HFST

Last updated
Helsinki Finite-State Technology
Developer(s) HFST team
Initial release2008;16 years ago (2008)
Stable release
3.15.4 / February 13, 2021;3 years ago (2021-02-13) [1]
Repository
Written in C++, Prolog, Python
Operating system Cross-platform: Linux, Mac OS X, Windows
Platform x86
Available inEnglish
Type Finite-state toolkit
License GPLv3, part Apache
Website hfst.github.io

Helsinki Finite-State Technology (HFST) is a computer programming library and set of utilities for natural language processing with finite-state automata and finite-state transducers.
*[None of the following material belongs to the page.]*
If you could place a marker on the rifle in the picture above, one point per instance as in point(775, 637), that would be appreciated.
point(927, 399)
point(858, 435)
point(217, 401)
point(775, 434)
It is free and open-source software, released under a mix of the GNU General Public License version 3 (GPLv3) and the Apache License.

Contents

Features

The library functions as an interchanging interface to multiple backends, such as OpenFST, foma and SFST. The utilities comprise various compilers, such as hfst-twolc (a compiler for morphological two-level rules), [2] hfst-lexc (a compiler for lexicon definitions) and hfst-regexp2fst (a regular expression compiler). Functions from Xerox's proprietary scripting language xfst is duplicated in hfst-xfst, and the pattern matching utility pmatch in hfst-pmatch, which goes beyond the finite-state formalism in having recursive transition networks (RTNs).

The library and utilities are written in C++, with an interface to the library in Python and a utility for looking up results from transducers ported to Java and Python.

Transducers in HFST may incorporate weights depending on the backend. For performing FST operations, this is currently only possible via the OpenFST backend. HFST provides two native backends, one designed for fast lookup (hfst-optimized-lookup), the other for format interchange. Both of them can be weighted.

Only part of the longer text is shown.